I watch the odd bit of televangelism now and then. My son Connor (then 11) caught a few minutes of one program in which some outrageous thing was being foisted on a nodding throng. My boy reacted not to the idea itself, but by sneering at the people: “I just don’t understand how those stupid people can believe stupid things that make no sense!”
“Hmm, yeah.” I thought for a minute, then said, “Hey Con, could you go get me a Coke from the basement?”
“What?”
“A Coke. From the basement.”
“I…but…” he stammered. “Why?”
“I’m thirsty. Please.”
“But…I can’t go into the basement by myself.”
“Oh? Why not?”
“I…I just can’t!”
“Oh,” I said gently. “And…does that make sense?”
I quickly admitted to several irrational quirks of my own, like my completely over-the-top aversion to dead things (unless grilled), and my steadfast belief that M&Ms melt in your mouth but not in your hands, despite constant evidence to the contrary. There are surely many more quirks and irrationalities I carry around, but being me, it’s hard to see them. Just ask Becca what they are — then cancel your appointments for the day.
Connor and I then went after the idea in question as we always do, but he was able to do so from a less self-exalted and slightly more empathetic perch — one fallible human thinking hard and well about the errors to which we are all prone, not some glowing eminence smirking at the foibles of creatures in the mud beneath his feet.

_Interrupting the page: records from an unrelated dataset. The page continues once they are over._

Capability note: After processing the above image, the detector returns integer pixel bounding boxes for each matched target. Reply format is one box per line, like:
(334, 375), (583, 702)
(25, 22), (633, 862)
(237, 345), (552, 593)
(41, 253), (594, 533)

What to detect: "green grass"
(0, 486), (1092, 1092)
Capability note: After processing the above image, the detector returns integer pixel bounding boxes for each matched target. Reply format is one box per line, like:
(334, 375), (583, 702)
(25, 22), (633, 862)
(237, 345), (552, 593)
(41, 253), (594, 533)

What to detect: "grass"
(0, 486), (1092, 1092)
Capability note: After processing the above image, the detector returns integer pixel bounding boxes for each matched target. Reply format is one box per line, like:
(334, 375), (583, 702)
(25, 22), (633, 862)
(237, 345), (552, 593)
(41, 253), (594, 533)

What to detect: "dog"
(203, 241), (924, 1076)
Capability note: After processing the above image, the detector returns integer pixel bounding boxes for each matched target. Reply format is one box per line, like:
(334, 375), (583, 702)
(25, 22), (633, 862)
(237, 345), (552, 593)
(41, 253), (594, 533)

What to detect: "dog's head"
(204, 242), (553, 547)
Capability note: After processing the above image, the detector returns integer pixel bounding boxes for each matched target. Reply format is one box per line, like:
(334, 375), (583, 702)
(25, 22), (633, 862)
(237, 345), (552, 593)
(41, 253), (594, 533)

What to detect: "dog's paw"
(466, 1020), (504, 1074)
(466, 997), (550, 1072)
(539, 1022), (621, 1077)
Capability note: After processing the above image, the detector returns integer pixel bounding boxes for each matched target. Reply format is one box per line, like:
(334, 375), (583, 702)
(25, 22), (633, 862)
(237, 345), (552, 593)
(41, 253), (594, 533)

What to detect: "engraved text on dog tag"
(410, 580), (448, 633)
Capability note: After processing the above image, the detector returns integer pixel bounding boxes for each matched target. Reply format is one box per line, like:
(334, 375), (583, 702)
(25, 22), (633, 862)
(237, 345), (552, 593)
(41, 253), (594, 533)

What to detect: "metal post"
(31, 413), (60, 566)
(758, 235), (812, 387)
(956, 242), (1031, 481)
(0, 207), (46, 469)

We all have irrational beliefs and fears. Jumping at shadows and seeing faces in tortillas is a direct consequence of our deepest wiring — and all the new software in the world will never completely fix that mess. It’s a good and great thing to try, to pull yourself as far up out of the muck as you can, but it’s delusional to ever think you’ve completely escaped it, or to sneer too thoroughly at those silly fools you imagine you’ve left behind.
Now before I get a dozen furious emails, let me be absolutely clear. Reasoned critique is a great thing, and I encourage my kids to go after any and all ideas on their merits. But eye-rolling arrogance toward those who support a given idea is not reasoned critique — and religious discourse is filled with examples of people on all sides who allow dismissive arrogance to cloud their judgment. Start with arrogance, saying, “I can’t believe how stupid they are to believe xyz” and you have one foot on Ray Comfort’s banana peel. Start instead with a little humility, saying, “I may be wrong about this, but…” and you have a much better chance of actually getting things right.
We all live in glass houses, no matter how thoroughly we think we’ve attended to our own rationality. And that’s not entirely bad. It can keep us humble and, as a bonus, increases our chances of thinking well.